The right wing Dutch government has introduced the biggest cuts package since 1945.
The cuts are part of a huge programme of “social reform”, aiming at a complete restructuring of the welfare state, introduction of longer working hours and ending the possibilities of early retirement.
These issues will be familiar to workers in Britain and across Europe.
Almost identical attacks led to a demonstration of 50,000 people in the German capital, Berlin, on the same day as the Amsterdam march.
These mobilisations are bringing together longstanding trade unionists with radicalised young people, immigrants and new sections of workers.
So three hours before the start people began pouring into the Museum Square, where the official programme of events took place.
At the same time 50,000 people participated in a “pre-march” calling on the government to resign.

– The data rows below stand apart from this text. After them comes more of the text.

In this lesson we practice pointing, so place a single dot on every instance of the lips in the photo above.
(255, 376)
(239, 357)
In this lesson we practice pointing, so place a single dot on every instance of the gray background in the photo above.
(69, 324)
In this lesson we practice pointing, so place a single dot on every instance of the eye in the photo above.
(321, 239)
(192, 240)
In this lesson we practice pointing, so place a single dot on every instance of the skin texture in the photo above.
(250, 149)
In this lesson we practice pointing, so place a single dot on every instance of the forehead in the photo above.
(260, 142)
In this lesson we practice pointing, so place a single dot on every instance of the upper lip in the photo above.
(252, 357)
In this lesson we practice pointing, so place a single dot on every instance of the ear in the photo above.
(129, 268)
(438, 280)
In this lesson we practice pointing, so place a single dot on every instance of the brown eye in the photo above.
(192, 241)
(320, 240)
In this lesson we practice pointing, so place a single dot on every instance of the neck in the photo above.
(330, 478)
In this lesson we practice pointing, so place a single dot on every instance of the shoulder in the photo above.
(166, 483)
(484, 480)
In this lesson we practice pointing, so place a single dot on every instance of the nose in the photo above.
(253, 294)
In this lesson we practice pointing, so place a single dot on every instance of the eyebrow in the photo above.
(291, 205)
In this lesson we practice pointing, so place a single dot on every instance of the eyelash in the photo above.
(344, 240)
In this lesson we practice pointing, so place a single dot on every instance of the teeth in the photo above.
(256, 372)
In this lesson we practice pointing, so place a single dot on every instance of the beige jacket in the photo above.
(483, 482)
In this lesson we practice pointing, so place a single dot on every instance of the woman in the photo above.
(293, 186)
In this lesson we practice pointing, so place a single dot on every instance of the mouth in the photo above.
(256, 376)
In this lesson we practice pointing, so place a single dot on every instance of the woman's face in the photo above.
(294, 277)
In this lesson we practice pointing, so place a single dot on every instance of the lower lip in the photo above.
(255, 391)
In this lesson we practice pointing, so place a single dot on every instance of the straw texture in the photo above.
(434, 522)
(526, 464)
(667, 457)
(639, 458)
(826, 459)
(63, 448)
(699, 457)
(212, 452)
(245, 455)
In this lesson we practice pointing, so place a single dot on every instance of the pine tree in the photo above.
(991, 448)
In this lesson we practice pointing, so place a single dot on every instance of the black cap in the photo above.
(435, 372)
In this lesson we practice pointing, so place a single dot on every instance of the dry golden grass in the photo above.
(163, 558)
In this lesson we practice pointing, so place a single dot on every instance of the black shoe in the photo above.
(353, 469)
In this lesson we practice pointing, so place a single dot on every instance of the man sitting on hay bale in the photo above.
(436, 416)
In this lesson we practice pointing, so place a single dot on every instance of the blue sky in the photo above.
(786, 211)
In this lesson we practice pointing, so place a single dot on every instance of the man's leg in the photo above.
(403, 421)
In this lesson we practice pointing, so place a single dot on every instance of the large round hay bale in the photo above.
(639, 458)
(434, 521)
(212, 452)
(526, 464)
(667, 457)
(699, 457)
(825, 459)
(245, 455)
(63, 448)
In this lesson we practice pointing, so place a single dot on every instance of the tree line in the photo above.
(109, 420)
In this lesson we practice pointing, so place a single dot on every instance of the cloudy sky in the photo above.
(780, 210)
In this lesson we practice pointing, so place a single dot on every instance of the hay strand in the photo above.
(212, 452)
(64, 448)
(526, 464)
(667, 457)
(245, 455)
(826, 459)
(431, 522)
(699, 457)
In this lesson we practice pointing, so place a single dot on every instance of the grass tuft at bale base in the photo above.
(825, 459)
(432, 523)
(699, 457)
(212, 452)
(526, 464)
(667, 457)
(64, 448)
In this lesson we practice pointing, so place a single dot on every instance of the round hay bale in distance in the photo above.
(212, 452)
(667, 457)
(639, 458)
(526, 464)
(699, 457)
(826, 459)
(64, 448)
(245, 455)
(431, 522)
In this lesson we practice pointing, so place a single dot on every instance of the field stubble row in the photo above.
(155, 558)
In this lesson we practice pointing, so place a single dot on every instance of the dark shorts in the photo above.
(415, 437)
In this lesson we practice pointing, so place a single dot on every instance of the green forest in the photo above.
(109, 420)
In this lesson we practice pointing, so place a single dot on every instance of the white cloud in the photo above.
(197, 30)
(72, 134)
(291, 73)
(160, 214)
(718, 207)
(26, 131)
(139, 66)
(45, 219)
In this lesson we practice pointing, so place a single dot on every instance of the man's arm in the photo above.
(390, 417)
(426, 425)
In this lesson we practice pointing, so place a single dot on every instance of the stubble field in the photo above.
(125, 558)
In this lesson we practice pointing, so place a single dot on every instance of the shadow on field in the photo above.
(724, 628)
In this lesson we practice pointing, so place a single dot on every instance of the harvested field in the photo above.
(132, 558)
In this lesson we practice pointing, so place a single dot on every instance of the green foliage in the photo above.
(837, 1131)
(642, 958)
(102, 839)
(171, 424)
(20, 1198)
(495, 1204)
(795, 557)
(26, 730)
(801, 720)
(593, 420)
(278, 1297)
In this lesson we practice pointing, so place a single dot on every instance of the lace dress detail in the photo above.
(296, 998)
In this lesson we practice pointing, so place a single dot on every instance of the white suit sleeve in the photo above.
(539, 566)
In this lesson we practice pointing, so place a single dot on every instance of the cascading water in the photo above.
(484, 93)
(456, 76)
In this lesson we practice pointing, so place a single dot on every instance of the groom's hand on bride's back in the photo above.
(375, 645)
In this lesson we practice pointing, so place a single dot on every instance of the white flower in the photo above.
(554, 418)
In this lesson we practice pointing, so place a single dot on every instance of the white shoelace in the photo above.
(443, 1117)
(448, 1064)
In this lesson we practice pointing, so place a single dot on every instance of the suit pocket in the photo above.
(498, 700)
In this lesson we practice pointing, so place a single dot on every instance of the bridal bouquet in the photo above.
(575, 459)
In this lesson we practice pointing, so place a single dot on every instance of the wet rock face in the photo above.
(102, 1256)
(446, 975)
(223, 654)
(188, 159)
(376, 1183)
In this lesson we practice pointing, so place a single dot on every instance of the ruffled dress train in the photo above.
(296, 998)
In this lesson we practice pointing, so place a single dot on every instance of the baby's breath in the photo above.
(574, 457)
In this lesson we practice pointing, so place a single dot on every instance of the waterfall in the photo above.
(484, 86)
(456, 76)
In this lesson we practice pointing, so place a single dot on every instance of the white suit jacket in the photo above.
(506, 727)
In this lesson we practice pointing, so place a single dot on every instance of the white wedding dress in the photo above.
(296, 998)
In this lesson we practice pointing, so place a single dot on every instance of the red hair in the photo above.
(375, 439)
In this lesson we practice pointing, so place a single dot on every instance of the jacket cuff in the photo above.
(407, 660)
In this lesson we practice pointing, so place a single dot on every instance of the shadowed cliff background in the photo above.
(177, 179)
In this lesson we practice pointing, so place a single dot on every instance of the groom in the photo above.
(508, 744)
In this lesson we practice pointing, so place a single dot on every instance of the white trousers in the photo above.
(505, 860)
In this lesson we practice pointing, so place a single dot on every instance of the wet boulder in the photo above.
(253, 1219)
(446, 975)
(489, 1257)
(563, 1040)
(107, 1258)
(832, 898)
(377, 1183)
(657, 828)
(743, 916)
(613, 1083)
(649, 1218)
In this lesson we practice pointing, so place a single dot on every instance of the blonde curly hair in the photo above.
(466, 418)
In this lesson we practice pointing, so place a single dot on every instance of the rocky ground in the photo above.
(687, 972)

Workers in Rotterdam harbour had struck for 24 hours, and young anti-capitalists pulled down a mock statue of the prime minister.
In the run-up to last Saturday 60,000 trade unionists participated in a massive strike in Rotterdam, uniting black and white workers in a city where the far right politician Pim Fortuyn started his career. Many thousands struck and demonstrated in other parts of the country.
All this has led to a public debate in Holland about the “return of the trade unions”. Much of the media is commenting on how the union mobilisations are no longer characterised by old bureaucrats but reflect the vibrant diversity of Dutch society.
The unions have now announced a “hot autumn” of activity. After years of calm in terms of strikes, there is a general feeling that the left is on the offensive.
In the coming weeks unions have called a strike on public transport, and are discussing national strikes in other sectors.
The government is in trouble. It was already unpopular for following George Bush’s disastrous war policy.
According to opinion polls, if there were new elections now prime minister Balkenende’s three- party coalition would lose its majority to opposition parties to its left.
One of the demonstrators on Saturday was Klaas Zantingh of the CNV union organisation, who is the chair of Balkenende’s CDA party in the town of Emmen.
He said if the CDA does not change its policies he will resign from the party.
That’s just one indication of the political turmoil in Holland.
But a much deeper process is at work. Tory and Labour-type governments across Europe are ripping up a welfare state that has helped to provide stability for two generations.
In Holland in recent years we have seen how that can provide a breeding ground for right wing anti-immigrant forces.
In Germany the assault on welfare is coming from Gerhard Schröder’s Social Democratic and Green government, showing we need a political force to the left of social democracy to confront this assault.
Labour-type parties that are in opposition in Europe are trying to gain from the revolt against neo-liberalism. But large numbers of people remember what they were like in office.
So the discussion about a left alternative is raging.
It will be a theme at the European Social Forum in London next week.
And some of those at the heart of the movement in Holland are travelling to London to take part.